O Pix Parcelado tende a ser também uma funcionalidade com custo potencialmente menor para lojistas, dando benefícios especialmente para empresas menores, que podem fugir de taxas de maquininhas e ampliar vendas para quem não tem cartão ou não possui limite disponível.
Mercado já oferece Pix Parcelado na fatura do cartão
Fontes a par do tema relataram à IstoÉ Dinheiro que a indústria financeira teme que a regulação vede produtos que já estão na praça e são vinculados atualmente ao cartão de crédito. Essa modalidade tem dado retorno relevante aos bancos e pode ser extinguida, com o Banco Central exigindo que todas as instituições financeiras façam a oferta de uma linha de crédito apartada.
“Na pratica, o que acontece é que o Pix tem um carinho especial do BC e um nível de proteção maior como produto. É muito provável que o BC queira extinguir essa modalidade que coloca o Pix Parcelado na fatura do cartão, exigindo um limite separado. Isso seria o BC produtando algo novo.”
Na média, dentre bancos incumbentes e grandes fintechs, o Pix Parcelado vinculado à fatura do cartão tem sido de 15 a 20 vezes mais utilizado do que outras modalidades do mesmo produto não vinculadas à fatura.
O parcelamento médio tem sido de 3 meses e meio e as taxas ficam entre 2,9% e 3,9% ao mês – patamar inferior aos juros do rotativo do cartão de crédito. Ivo Mósca, diretor executivo de Inovação, Produtos e Serviços Bancários da Febraban, comenta que esse patamar faz com que a alternativa seja um caminho para consumidores serem menos penalizados em situações de inadimplência.
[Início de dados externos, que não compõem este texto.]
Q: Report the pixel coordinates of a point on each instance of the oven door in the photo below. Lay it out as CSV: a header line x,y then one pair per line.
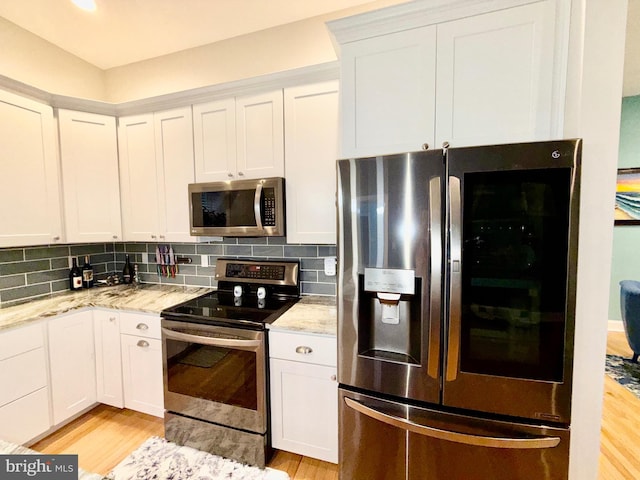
x,y
216,374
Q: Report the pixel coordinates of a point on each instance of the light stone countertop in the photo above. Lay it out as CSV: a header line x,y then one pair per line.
x,y
312,314
148,298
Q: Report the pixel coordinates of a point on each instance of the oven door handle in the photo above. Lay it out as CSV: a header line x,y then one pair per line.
x,y
249,345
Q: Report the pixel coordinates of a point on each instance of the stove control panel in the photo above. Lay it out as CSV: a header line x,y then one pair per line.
x,y
258,272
“A rolagem dessa dívida seria em cima da taxa do Pix Parcelado, e não em cima da taxa de juro de rotativo de cartão, que é a mesma taxa fixada ao contratar o parcelamento. As taxas são mais baratas. Em um eventual gargalo financeiro, o consumidor vai ter um impacto, em termos de juros, menor”, afirma.
Inadimplência no radar
Representantes de entidades vinculadas à defesa do consumidor pleiteiam uma regulação rígida do produto, porque temem um aumento na inadimplência.
Viviane Fernandes, Consultoria do Instituto Brasileiro de Defesa do Consumidor (Idec), diz que por conta da falta de isonomia na oferta do produtos, alguns problemas tem aparecido. Como exemplo, nem todos os bancos necessariamente usam o conceito de ‘1 parcela = 1 mês’, ofertando parcelamentos com cobranças a cada 10 ou 15 dias, por exemplo, surpreendendo consumidores menos instruídos.
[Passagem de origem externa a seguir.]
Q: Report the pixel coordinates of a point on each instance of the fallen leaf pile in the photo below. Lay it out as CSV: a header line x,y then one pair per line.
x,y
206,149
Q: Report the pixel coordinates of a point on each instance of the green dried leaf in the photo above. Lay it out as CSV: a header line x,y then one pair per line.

“A depender da forma como será cobrado, veremos inadimplência crescendo em outros setores, com pessoas deixando de pagar conta de luz, escolas, e vai ser difícil identificar se aquela inadimplência que de fato se refere à essa modalidade do Pix“, alerta a consultora do Idec.
“As pessoas vão usar sem saber, e é uma linha cara. Nem todo Pix Parcelado se equivale ao cartão de credito, mas sim a um empréstimo pessoal”, diz Fernandes. “O nome certo seria Pix Empréstimo, e não Pix Parcelado”, completa.
O Idec atualmente integra o Fórum Pix, um comitê para assuntos relacionados a pagamentos instantâneos no âmbito do Sistema de Pagamentos Brasileiro (SPB) que conta com representantes de diversas entidades da sociedade, mas a instituição tem sido voz dissonante dentro do fórum.
Players da indústria ouvidos pela IstoÉ Dinheiro não vislumbram riscos no aumento da inadimplência por conta do lançamento do produto. Na modalidade vinculada à fatura do cartão, os bancos enxergam pouco ou nenhum risco, uma vez que a exposição de crédito às pessoas físicas seguirá inalterada, dado que o Pix Parcelado e o cartão de um mesmo consumidor possuem limites compartilhados.
Pix x cartões
Se do lado dos bancos a preocupação está nas possíveis limitações que a regulamentação do Banco Central terá, para as operadoras de cartão o temor está na perda de relevância. Por mais que digam que o lançamento do Pix não impactou seus negócios, dados do Banco Central mostram outra realidade.
No quarto trimestre de 2020, quando o Pix entrou em funcionamento, as 1,76 milhões de transações realizadas pelo novo sistema responderam por modestos 1,3% do total. Os pagamentos feitos com cartão de crédito ficaram com uma fatia de 19,8%, enquanto os realizados com o cartão de débito representaram 25,9% do total.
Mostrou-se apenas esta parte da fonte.